„Neubaustrecke ist wirtschaftlich“
Bundesverkehrsministerium widerspricht Angaben der Grünen - Enge Verzahnung mit Stuttgart 21
Stuttgart/Berlin (lsw) - Die Neubaustrecke Stuttgart-Ulm ist laut dem Bundesverkehrsministerium wirtschaftlich. Dies gehe aus einer Nachbewertung der aktualisierten Kostenschätzung hervor, sagte ein Sprecher gestern in Berlin.
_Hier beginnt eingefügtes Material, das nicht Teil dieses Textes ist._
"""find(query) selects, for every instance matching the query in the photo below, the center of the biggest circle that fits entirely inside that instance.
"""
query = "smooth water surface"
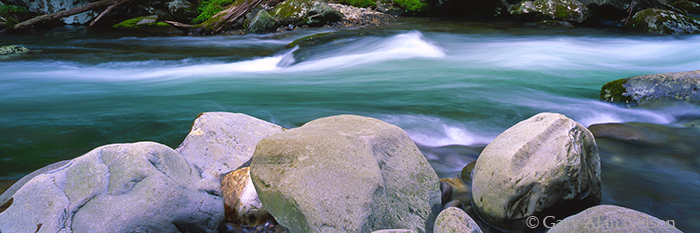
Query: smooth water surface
(452, 88)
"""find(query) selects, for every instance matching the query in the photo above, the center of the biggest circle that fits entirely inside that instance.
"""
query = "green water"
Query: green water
(453, 86)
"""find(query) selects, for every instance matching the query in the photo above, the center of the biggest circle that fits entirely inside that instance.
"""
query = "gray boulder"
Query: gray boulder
(562, 10)
(220, 142)
(666, 86)
(53, 6)
(609, 218)
(139, 187)
(664, 22)
(455, 220)
(305, 12)
(545, 165)
(12, 49)
(345, 174)
(263, 22)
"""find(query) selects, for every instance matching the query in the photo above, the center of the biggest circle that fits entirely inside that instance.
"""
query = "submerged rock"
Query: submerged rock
(345, 174)
(148, 24)
(562, 10)
(220, 142)
(12, 49)
(609, 218)
(663, 22)
(241, 200)
(542, 166)
(666, 86)
(142, 186)
(305, 12)
(455, 220)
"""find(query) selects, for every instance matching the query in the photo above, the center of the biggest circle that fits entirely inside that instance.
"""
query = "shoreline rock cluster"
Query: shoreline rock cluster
(336, 174)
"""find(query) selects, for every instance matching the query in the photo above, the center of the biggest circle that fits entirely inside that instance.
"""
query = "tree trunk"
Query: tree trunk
(66, 13)
(224, 19)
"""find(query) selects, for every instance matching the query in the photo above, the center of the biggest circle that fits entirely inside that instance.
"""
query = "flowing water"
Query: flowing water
(452, 86)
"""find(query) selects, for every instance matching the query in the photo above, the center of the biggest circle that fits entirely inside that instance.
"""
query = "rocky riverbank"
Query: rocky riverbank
(191, 17)
(337, 174)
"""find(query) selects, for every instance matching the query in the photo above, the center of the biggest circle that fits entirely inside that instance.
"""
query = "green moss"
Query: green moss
(614, 92)
(209, 8)
(10, 9)
(359, 3)
(413, 6)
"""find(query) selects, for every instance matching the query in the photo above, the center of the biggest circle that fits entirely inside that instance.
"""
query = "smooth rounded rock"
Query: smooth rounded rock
(241, 200)
(545, 165)
(135, 187)
(220, 142)
(455, 220)
(613, 219)
(345, 174)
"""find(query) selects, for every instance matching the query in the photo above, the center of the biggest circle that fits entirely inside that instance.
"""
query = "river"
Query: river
(453, 86)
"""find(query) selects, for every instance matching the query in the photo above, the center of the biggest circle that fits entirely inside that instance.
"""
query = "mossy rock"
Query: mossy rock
(677, 86)
(148, 24)
(663, 22)
(563, 10)
(305, 12)
(615, 92)
(12, 49)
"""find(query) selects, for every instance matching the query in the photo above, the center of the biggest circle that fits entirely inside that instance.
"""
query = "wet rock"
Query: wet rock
(609, 218)
(545, 165)
(142, 186)
(446, 190)
(220, 142)
(666, 86)
(181, 10)
(664, 22)
(395, 231)
(148, 24)
(12, 49)
(241, 200)
(461, 191)
(53, 6)
(263, 22)
(345, 174)
(305, 12)
(453, 220)
(562, 10)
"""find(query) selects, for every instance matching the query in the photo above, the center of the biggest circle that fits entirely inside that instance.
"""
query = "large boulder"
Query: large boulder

Die Bahn hatte bekanntgegeben, dass die Kosten um 865 Millionen auf 2,9 Milliarden Euro steigen. Laut der „Stuttgarter Zeitung“ haben die Grünen Hinweise auf drohende Unwirtschaftlichkeit des Vorhabens. Wirtschaftlichkeitsberechnungen beziehen Faktoren wie Verkehrssicherheit, Umweltaspekte, Anbindungsverbesserungen und Erhalt der Verkehrswege ein und rechnen dies in Geld um. Dann werden Kosten und Nutzen ins Verhältnis gesetzt. Ergibt sich ein Wert von mehr als 1,0, ist das Vorhaben wirtschaftlich. Ein Wert unter 1,0 bedeutet, dass der Investor draufzahlt. Der Grünen-Bundestagsabgeordnete Anton Hofreiter wurde mit der Information zitiert, bei der Neubaustrecke ergebe sich „1,0xx“. Damit werde der behauptete Nutzen schon vor Baubeginn von den veranschlagten Kosten aufgefressen. Von diesem Wert wisse er ebenso wenig wie von dem von Hofreiter erwähnten geheimen Papier, sagte der Sprecher. Mit der Bahn gebe es Verhandlungen zur Frage, wer Mehrkosten schultern soll. Das Land steuert 950 Millionen bei und will den Betrag unter Berufung auf Verträge nicht überschreiten. Die Bahn ist mit 150 Millionen beteiligt und muss 130 Millionen zwischenfinanzieren, wenn das Geld vor dem Start der Bundesfinanzierung 2016 aufgebraucht sein sollte. Laut Vertrag muss der Bund für Mehrkosten einspringen. Die Neubaustrecke und Stuttgart 21 sind eng miteinander verzahnt.